「先生、『親』ってこんなに大変な仕事だったんですね!」
E代さんは心療内科の外来で、ため息をつきながらそうこぼした。
彼女は現在、48歳。診断は「抑うつ状態」。3年前に初めて来院したときは、職場のストレスからくる「適応障害」の診断だった。
会社の上司が高圧的な人で、まだ仕事に慣れないE代さんに、次々無理難題をふっかけてくる。毎日のように繰り返されるいじめと
イヤがらせで、E代さんはすっかり体調を崩してしまった。胃が痛くて、眠りが浅い。朝起きられなくて、会社に行くのも大儀になってきた。
心療内科を受診する気になったのは、それがきっかけだったのだ。
「適応障害」の診断書を提出し、職場を替えてもらった。イヤな上司の顔も見なくてすむ。もうこれで体調も戻るはず。
ホッとしたはずなのに、症状はおさまらなかった。「どうして?」とE代さんは考えた。そして思い当たったのが、高校に入ったばかりの息子のことだった。

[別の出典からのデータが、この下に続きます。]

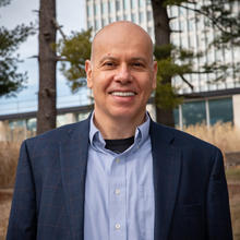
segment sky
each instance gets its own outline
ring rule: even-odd
[[[56,0],[57,21],[62,25],[64,34],[72,31],[80,32],[85,28],[85,0]],[[12,0],[11,4],[0,8],[0,26],[9,29],[17,24],[29,22],[38,23],[39,0]],[[58,35],[59,36],[59,35]],[[37,109],[38,92],[38,62],[34,56],[38,55],[38,34],[28,37],[21,45],[17,53],[24,60],[19,64],[19,72],[27,72],[26,88],[16,97],[0,97],[0,115],[32,111]],[[59,65],[58,65],[59,67]],[[82,91],[83,92],[83,91]],[[57,107],[77,106],[87,100],[82,92],[72,95],[67,80],[58,71],[57,73]]]

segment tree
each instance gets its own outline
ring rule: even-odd
[[[40,0],[37,134],[56,128],[56,0]]]
[[[72,32],[67,37],[62,34],[62,39],[56,45],[60,71],[68,80],[72,93],[76,93],[81,86],[85,85],[85,61],[91,58],[91,33],[92,29]]]
[[[10,3],[10,0],[0,0],[0,7]],[[16,55],[19,46],[35,33],[33,24],[28,26],[21,24],[13,29],[0,27],[0,97],[14,96],[24,86],[27,74],[17,72],[17,64],[21,62]]]
[[[201,69],[196,70],[192,61],[193,58],[200,58],[206,53],[212,46],[217,48],[239,47],[240,14],[233,14],[232,11],[236,2],[235,0],[211,0],[203,1],[200,4],[195,0],[152,0],[156,45],[155,55],[159,65],[158,85],[155,97],[158,122],[173,127],[172,108],[178,104],[178,100],[172,100],[178,99],[171,84],[173,76],[179,75],[192,88],[193,86],[184,77],[185,74],[217,72],[218,77],[214,81],[224,81],[229,72],[232,71],[235,74],[240,72],[239,64],[223,64],[221,62],[204,64]],[[217,37],[209,44],[205,52],[194,53],[170,44],[170,34],[175,29],[170,28],[171,19],[168,15],[167,8],[172,5],[195,11],[199,17],[205,17],[206,25],[217,29]],[[181,63],[179,63],[179,60]],[[171,99],[167,106],[164,105],[166,99]]]

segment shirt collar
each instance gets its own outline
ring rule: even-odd
[[[149,123],[151,119],[148,116],[148,112],[145,115],[145,121],[139,125],[135,130],[135,135],[134,135],[134,144],[140,147],[147,137],[149,136]],[[100,131],[97,129],[97,127],[94,123],[94,112],[91,116],[91,124],[89,124],[89,143],[93,147],[100,147],[105,148],[105,140],[100,134]]]

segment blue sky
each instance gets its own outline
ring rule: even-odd
[[[56,0],[57,21],[63,26],[63,32],[85,28],[85,1],[84,0]],[[11,4],[0,8],[0,25],[13,28],[20,23],[38,22],[38,14],[34,10],[39,9],[39,0],[12,0]],[[26,88],[17,94],[17,97],[0,98],[0,115],[32,111],[37,109],[38,92],[38,62],[33,56],[38,55],[38,35],[28,37],[21,45],[19,53],[23,63],[19,64],[19,71],[28,73]],[[58,107],[77,106],[87,100],[84,91],[72,95],[64,76],[57,73]],[[85,93],[85,92],[84,92]]]

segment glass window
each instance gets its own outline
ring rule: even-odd
[[[124,0],[124,1],[123,1],[123,9],[124,9],[124,10],[128,9],[128,2],[129,2],[129,0]]]
[[[108,11],[107,2],[101,2],[101,12],[105,14]]]
[[[135,22],[136,22],[136,15],[135,15],[135,13],[132,13],[131,16],[132,16],[132,22],[135,23]]]
[[[119,0],[116,1],[116,11],[117,12],[120,11],[120,1]]]
[[[92,16],[92,5],[87,5],[87,17]]]
[[[205,101],[192,101],[182,105],[183,125],[206,122]]]
[[[95,16],[99,14],[99,4],[97,3],[94,5],[94,14]]]
[[[36,130],[37,130],[37,120],[36,120],[36,118],[32,118],[32,119],[26,120],[26,129],[27,129],[27,131],[36,132]]]
[[[209,100],[208,105],[209,105],[209,119],[212,125],[218,121],[221,122],[233,121],[232,99],[230,97]]]
[[[95,23],[95,29],[98,31],[99,29],[99,22],[97,20],[95,20],[94,23]]]
[[[179,108],[173,109],[175,127],[179,128]]]
[[[140,12],[140,23],[143,23],[143,12]]]
[[[144,5],[144,0],[139,0],[139,7],[142,8]]]
[[[103,26],[106,26],[107,25],[107,20],[103,19],[101,23],[103,23]]]
[[[146,12],[146,19],[147,19],[147,22],[149,22],[152,20],[152,12],[151,11]]]
[[[152,35],[152,27],[147,27],[147,33],[149,34],[149,35]]]
[[[108,3],[109,3],[110,13],[113,13],[115,12],[115,2],[110,1]]]
[[[131,0],[131,8],[135,9],[136,4],[135,4],[135,0]]]

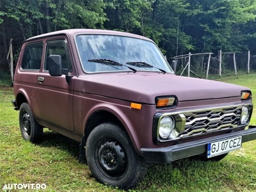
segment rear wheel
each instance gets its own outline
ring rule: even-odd
[[[21,104],[19,118],[21,134],[25,140],[36,143],[42,139],[43,127],[35,120],[28,103]]]
[[[119,126],[104,123],[90,134],[86,159],[94,177],[102,184],[129,189],[144,177],[144,159],[135,152],[127,133]]]

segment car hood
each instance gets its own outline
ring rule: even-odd
[[[88,74],[77,84],[88,93],[155,104],[158,96],[176,95],[179,101],[240,97],[248,88],[206,79],[153,72]]]

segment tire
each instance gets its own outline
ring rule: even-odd
[[[21,104],[19,119],[21,134],[25,140],[31,143],[41,140],[43,127],[35,119],[28,103],[24,102]]]
[[[130,189],[147,172],[147,164],[135,152],[127,133],[111,123],[102,124],[92,131],[86,155],[92,175],[102,184]]]
[[[221,154],[221,155],[220,155],[218,156],[212,157],[211,158],[207,158],[206,157],[206,155],[205,155],[205,154],[198,155],[198,156],[195,156],[194,159],[195,159],[196,160],[202,161],[220,161],[220,160],[223,159],[225,157],[226,157],[228,154],[228,153],[227,153],[227,154]]]

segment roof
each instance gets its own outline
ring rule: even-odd
[[[134,37],[134,38],[137,38],[144,39],[144,40],[152,41],[150,39],[149,39],[147,37],[135,35],[135,34],[125,33],[125,32],[104,30],[104,29],[65,29],[65,30],[57,31],[54,31],[54,32],[51,32],[51,33],[44,33],[42,35],[35,36],[33,37],[27,39],[26,40],[25,40],[25,42],[29,41],[29,40],[35,40],[37,38],[45,38],[45,37],[48,37],[48,36],[60,35],[67,35],[69,36],[74,36],[75,35],[76,35],[77,34],[114,35]]]

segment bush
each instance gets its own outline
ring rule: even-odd
[[[0,70],[0,85],[1,86],[11,86],[12,77],[9,72],[7,70]]]

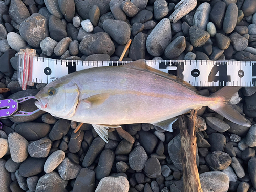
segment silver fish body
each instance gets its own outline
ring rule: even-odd
[[[225,89],[233,94],[239,88]],[[54,94],[50,95],[49,90]],[[227,97],[231,94],[226,93]],[[105,140],[104,129],[111,125],[147,123],[170,131],[177,116],[193,109],[208,106],[219,113],[218,109],[228,106],[224,101],[225,94],[200,95],[187,83],[149,67],[144,60],[69,74],[48,84],[36,97],[39,108],[55,116],[95,125]],[[250,126],[239,115],[239,123]]]

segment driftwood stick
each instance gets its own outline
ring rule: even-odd
[[[124,47],[124,49],[123,50],[123,52],[122,53],[122,55],[121,55],[121,57],[120,57],[119,60],[118,61],[121,61],[122,60],[123,60],[123,57],[124,56],[124,55],[125,54],[125,53],[127,51],[127,50],[128,49],[128,48],[130,46],[130,45],[131,44],[131,42],[132,42],[132,40],[129,39],[128,42],[127,42],[126,45],[125,45],[125,47]],[[80,123],[76,127],[76,129],[75,129],[75,130],[74,130],[74,133],[76,133],[77,132],[77,131],[79,130],[80,128],[82,126],[82,125],[83,124],[83,123]]]
[[[184,191],[188,192],[203,192],[196,163],[197,138],[195,122],[196,118],[197,111],[195,110],[191,110],[191,116],[187,120],[184,115],[179,116]]]

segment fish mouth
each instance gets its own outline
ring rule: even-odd
[[[39,109],[45,109],[47,107],[47,103],[48,103],[48,99],[46,98],[38,98],[36,96],[36,99],[38,101],[35,102],[35,105]]]

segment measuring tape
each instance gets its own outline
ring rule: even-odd
[[[18,55],[18,78],[23,89],[33,83],[49,83],[76,71],[132,62],[57,60],[36,57],[34,50],[21,50]],[[256,85],[256,61],[164,60],[148,60],[146,64],[176,75],[193,86]]]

夫婦げんかの夜、「ボクがお母さんを守ってあげる」と言ってくれたが…
「子どもが産めない体じゃないの?」と、姑(しゅうとめ)に嫌みを言われながら、ようやく授かった大切な一人息子。夫が単身赴任となり、
浮気が発覚してひと騒動あった時も、子どもに苦労をさせてはいけないと、必死になって育ててきた彼女の宝物だ。そのかいあって、
息子は頭が良いだけでなく、心優しい男の子に育ってくれた。
夫婦げんかに疲れ果てた夜、「ボクがお母さんを守ってあげる」と言われたときは、不覚にも涙がこぼれた。
しかし、そんな自慢の息子は、中学2年頃から急に無口になった。何でも話してくれていた息子は、心配そうな彼女の話しかけにも、うざったそうな目をするばかり。中学3年になると成績が落ちて、第一志望の高校は難しいと先生から言われた。それでも息子は黙っているだけだ。

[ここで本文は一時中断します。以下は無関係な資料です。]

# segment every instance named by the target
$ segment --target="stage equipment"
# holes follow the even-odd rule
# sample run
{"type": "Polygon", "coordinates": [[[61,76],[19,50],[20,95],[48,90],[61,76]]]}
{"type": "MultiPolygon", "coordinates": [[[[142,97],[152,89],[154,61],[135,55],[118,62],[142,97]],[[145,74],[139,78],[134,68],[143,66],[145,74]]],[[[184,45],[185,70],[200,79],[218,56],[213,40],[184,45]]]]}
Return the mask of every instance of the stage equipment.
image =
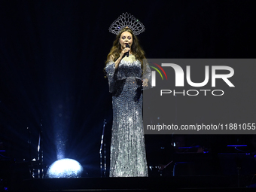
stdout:
{"type": "Polygon", "coordinates": [[[83,167],[72,159],[62,159],[50,165],[47,172],[48,178],[79,178],[83,167]]]}
{"type": "Polygon", "coordinates": [[[145,29],[144,25],[139,20],[134,17],[133,15],[125,13],[121,14],[112,23],[108,30],[111,33],[118,35],[125,27],[131,29],[135,35],[143,32],[145,29]]]}

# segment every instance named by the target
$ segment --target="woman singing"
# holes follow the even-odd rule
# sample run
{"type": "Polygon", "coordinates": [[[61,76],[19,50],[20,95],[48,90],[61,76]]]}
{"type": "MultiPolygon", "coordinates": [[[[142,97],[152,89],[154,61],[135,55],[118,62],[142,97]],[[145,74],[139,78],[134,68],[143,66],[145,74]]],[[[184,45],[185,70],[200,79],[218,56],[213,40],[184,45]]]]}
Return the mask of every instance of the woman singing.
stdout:
{"type": "Polygon", "coordinates": [[[110,177],[147,177],[142,90],[148,87],[151,71],[148,66],[143,67],[145,52],[135,35],[136,29],[125,24],[114,32],[117,36],[105,66],[113,105],[110,177]]]}

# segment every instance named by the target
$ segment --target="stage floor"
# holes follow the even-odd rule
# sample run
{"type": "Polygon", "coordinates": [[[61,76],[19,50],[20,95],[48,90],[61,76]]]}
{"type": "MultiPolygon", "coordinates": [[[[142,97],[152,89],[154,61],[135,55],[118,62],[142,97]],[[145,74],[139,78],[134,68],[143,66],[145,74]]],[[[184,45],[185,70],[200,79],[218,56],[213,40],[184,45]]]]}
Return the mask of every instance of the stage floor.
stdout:
{"type": "Polygon", "coordinates": [[[255,191],[255,188],[238,187],[233,179],[227,176],[43,178],[25,180],[20,188],[23,191],[255,191]]]}

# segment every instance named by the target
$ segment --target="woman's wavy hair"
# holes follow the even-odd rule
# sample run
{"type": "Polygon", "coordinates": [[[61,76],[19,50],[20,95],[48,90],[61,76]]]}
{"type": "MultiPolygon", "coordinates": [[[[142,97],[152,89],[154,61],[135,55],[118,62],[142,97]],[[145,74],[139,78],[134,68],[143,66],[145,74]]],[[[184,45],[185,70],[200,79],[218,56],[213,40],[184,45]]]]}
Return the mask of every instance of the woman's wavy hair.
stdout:
{"type": "Polygon", "coordinates": [[[123,28],[120,33],[116,36],[114,41],[113,46],[110,50],[110,52],[107,56],[107,60],[105,64],[107,64],[110,60],[114,58],[114,61],[117,59],[120,56],[120,53],[122,51],[121,46],[119,43],[119,39],[121,34],[124,32],[129,32],[133,35],[133,44],[132,44],[132,53],[135,55],[136,59],[139,60],[142,63],[142,69],[143,69],[143,59],[145,59],[145,52],[142,47],[139,45],[138,38],[134,35],[133,32],[131,29],[126,27],[123,28]]]}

「どうしたの? どうして何も話してくれないの?」と問いかけるE代さんに息子の一言が飛んだ。
「うっせいな。黙れよ、このクソババァ!」
E代さんは驚愕(きょうがく)した。
そこにいるのは、これまでの「かわいいボクちゃん」ではなく、見知らぬ男性のようだった。
高校に入る頃から息子の態度はさらに悪化した。試験の結果を尋ねようとしたときは、「うるさいっ!」と罵声が飛び、本を投げつけられた。

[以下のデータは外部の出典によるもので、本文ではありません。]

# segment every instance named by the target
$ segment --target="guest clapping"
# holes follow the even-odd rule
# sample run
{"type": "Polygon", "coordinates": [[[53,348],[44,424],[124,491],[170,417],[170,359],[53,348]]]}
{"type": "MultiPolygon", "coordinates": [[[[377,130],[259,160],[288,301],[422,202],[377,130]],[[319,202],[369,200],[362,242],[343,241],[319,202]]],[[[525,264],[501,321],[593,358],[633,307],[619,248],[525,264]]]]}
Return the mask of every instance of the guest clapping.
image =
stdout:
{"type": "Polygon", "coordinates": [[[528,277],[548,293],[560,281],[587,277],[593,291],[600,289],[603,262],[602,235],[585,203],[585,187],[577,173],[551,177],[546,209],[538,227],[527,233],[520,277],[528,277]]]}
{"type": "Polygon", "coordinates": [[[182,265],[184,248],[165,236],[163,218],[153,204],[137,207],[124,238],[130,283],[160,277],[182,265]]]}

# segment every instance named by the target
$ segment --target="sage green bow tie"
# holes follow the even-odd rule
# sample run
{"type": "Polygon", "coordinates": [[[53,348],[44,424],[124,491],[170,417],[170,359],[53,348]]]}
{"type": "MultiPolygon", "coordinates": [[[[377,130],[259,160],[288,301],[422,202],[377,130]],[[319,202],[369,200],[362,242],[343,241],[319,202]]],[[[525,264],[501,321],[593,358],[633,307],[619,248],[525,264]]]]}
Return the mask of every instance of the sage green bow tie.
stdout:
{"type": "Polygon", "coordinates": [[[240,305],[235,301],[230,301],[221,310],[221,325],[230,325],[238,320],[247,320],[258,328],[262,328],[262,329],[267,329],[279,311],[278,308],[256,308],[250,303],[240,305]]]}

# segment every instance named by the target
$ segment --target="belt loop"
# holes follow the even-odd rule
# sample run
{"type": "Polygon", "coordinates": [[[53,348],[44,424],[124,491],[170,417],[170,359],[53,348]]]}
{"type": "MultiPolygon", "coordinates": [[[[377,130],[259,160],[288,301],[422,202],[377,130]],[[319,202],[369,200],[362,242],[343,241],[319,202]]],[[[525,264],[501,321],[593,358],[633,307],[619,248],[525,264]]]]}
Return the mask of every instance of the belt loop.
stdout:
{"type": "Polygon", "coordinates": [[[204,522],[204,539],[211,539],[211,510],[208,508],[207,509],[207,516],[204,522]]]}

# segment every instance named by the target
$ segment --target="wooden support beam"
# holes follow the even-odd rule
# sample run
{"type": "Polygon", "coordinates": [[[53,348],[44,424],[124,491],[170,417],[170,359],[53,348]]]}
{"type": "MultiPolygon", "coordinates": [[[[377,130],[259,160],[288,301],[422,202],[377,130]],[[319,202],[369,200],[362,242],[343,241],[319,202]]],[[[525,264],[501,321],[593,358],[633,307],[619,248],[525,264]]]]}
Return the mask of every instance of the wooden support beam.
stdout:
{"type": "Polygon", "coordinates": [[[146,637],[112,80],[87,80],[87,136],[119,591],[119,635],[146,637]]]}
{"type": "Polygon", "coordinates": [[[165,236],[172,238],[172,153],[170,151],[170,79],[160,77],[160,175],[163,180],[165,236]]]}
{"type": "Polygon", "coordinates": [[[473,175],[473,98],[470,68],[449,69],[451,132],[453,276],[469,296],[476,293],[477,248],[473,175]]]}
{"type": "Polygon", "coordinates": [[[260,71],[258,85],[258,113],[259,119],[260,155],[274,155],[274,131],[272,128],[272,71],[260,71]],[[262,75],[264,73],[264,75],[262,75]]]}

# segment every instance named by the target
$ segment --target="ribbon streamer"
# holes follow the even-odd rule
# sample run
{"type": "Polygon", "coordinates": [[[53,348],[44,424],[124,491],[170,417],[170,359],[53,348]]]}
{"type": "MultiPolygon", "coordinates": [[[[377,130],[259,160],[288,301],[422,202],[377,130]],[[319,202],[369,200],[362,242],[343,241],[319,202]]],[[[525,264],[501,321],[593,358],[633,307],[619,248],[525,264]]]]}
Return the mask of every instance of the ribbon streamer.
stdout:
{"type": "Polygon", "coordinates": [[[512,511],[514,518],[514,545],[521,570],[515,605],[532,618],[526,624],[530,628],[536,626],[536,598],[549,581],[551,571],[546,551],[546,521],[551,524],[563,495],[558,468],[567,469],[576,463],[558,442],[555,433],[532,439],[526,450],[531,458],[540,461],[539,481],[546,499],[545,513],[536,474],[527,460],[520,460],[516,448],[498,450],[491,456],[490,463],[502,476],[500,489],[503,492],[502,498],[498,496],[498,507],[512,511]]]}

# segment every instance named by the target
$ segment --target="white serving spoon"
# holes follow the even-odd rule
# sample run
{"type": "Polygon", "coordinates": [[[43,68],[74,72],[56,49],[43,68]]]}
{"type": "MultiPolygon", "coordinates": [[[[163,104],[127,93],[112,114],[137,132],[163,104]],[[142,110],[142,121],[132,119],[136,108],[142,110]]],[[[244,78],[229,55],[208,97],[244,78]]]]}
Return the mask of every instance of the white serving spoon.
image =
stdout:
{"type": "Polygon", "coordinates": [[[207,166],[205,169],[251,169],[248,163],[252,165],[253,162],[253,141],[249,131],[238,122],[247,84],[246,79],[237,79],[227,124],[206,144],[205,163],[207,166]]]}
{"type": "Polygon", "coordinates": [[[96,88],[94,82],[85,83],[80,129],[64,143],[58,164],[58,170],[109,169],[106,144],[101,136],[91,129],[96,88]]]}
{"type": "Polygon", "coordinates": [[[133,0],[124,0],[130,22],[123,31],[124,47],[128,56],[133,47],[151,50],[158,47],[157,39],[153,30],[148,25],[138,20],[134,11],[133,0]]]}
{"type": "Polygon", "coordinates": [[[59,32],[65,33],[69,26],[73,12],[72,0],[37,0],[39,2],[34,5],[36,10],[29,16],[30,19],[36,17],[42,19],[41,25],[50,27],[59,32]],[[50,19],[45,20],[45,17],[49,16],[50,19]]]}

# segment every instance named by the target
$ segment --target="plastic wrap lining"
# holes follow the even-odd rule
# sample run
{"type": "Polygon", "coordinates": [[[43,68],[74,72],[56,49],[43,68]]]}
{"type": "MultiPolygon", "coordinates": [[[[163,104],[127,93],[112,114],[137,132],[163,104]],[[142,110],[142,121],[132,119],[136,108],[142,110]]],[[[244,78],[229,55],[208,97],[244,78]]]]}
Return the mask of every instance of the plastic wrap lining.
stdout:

さらに怒りがおさまらないのか、息子は拳をたたきつけて、壁に大きな穴を開けてしまったのである。
「あの時はホントに怖かった。私の父が暴力的な人だったので、その場面がよみがえり、一瞬で凍りついてしまいました」
E代さんはつらそうに、そう語る。
性ホルモンが親元を離れる行動を導く
「『親を嫌いになるホルモン』って知ってます?」
私はそう尋ねてみた。
「えっ? そんなものがあるんですか?」とE代さん。